Greystar, o maior proprietário corporativo do país, foi acusado de se recusar a aceitar vales de moradia da Seção 8 na Califórnia.
Numa queixa apresentada ao Departamento de Direitos Civis da Califórnia, o grupo de vigilância Lei dos Direitos de Habitação encontrei 53 exemplos de escritórios e administradores de propriedades da Greystar na Califórnia dizendo que não aceitam cupons.
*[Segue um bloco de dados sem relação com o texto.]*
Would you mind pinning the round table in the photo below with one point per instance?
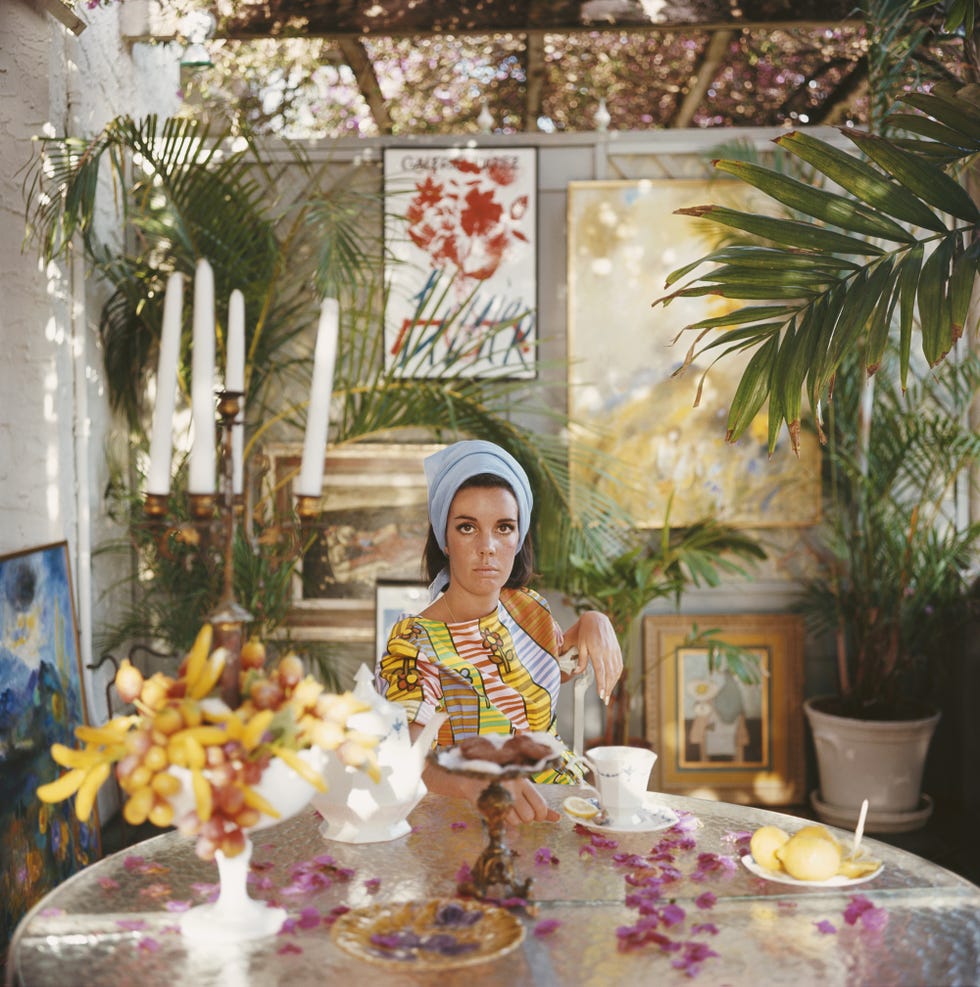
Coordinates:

A denúncia foi resultado de uma investigação de um mês em que agentes se disfarçaram de inquilinos e gravaram ligações com funcionários da Greystar para testar o cumprimento.
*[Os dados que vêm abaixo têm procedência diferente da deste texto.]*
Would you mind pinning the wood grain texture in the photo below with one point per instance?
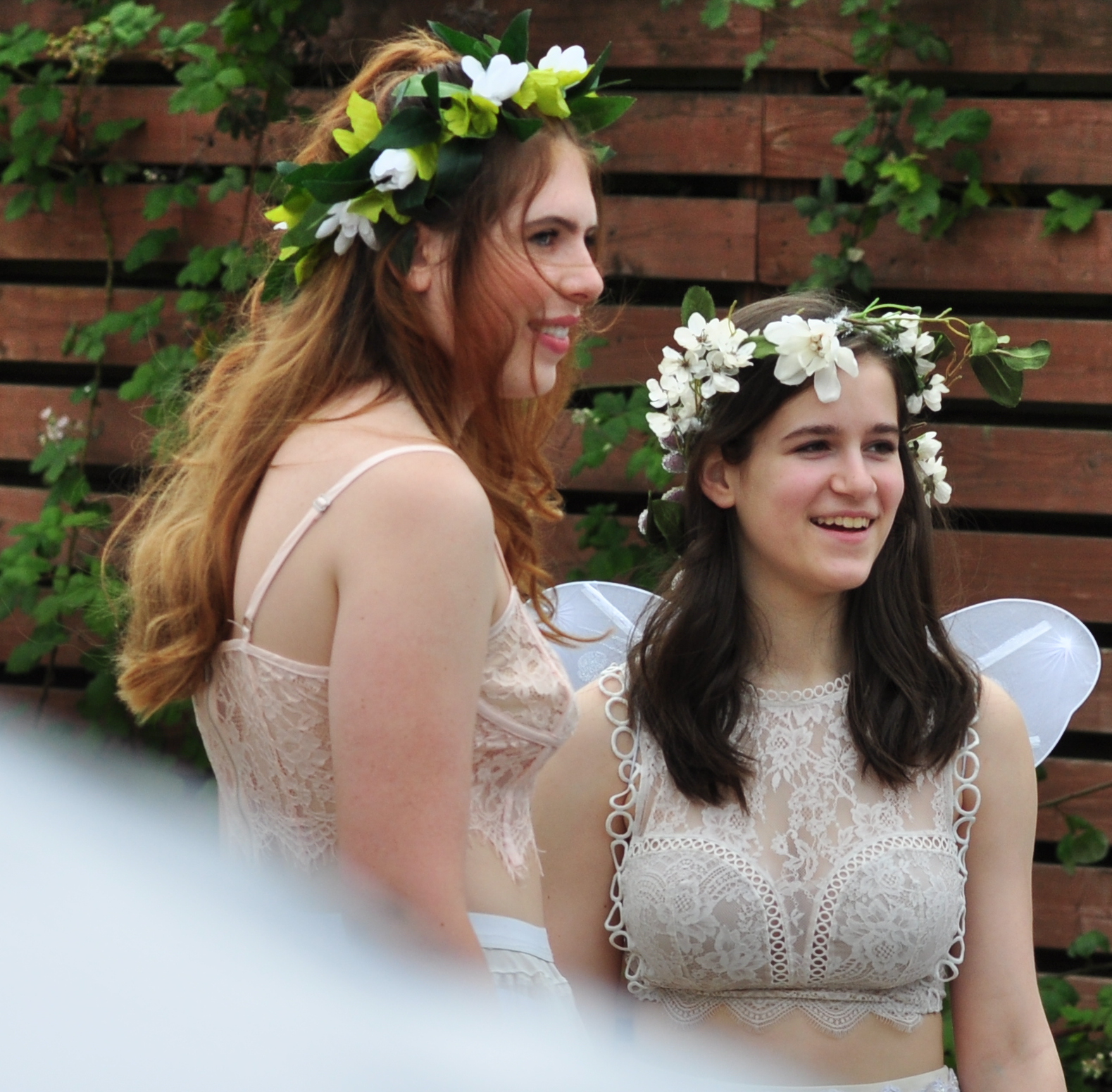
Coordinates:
(708, 238)
(1033, 142)
(1002, 251)
(994, 36)
(1071, 775)
(73, 232)
(1067, 907)
(123, 435)
(37, 318)
(1077, 372)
“Durante a ligação, nossos investigadores fizeram perguntas ao inquilino: serviços públicos, aluguel, etc.” disse Aaron Carr, diretor executivo da Housing Rights Initiative. “E quando a conversa terminou, eles fizeram a pergunta de um milhão de dólares: ‘Você está disposto a alugar uma casa?’ Muitas vezes, a resposta é não.
A investigação abrangeu seis estados: Califórnia, Havaí, Maryland, Michigan, Nova Jersey e Virgínia, além de Washington DC. Quase metade das violações foram encontradas no Golden State, incluindo 15 em Los Angeles e seis em Pasadena.
“Nunca vimos tantas violações em uma empresa”, disse Carr, acrescentando que o máximo anterior era de cerca de 10 violações, enquanto esta investigação encontrou 114. “Greystar é o pior infrator que já encontramos”.
Em um caso, um investigador chamado Jardine Hollywood, um prédio localizado na Avenida De Longpre, perguntou sobre a disponibilidade de um apartamento de dois quartos e se os vouchers da Seção 8 poderiam ser usados para pagar o aluguel. Numa gravação telefónica partilhada com o The Times, um funcionário da Greystar disse: “Não aceitamos vouchers da Secção 8 neste edifício”.
Em outra, um entrevistador ligou para o Luxe Pasadena, um complexo na Walnut Street, perguntando se havia um estúdio disponível. Quando a conversa mudou para a Seção 8, o funcionário disse: “Disseram-me que não fazemos isso aqui”.
Em comunicado, a Greystar disse que a empresa “continua comprometida com práticas de habitação justas em tudo o que fazemos. A Greystar oferece treinamento e espera que os membros de nossa equipe cumpram todas as leis aplicáveis”.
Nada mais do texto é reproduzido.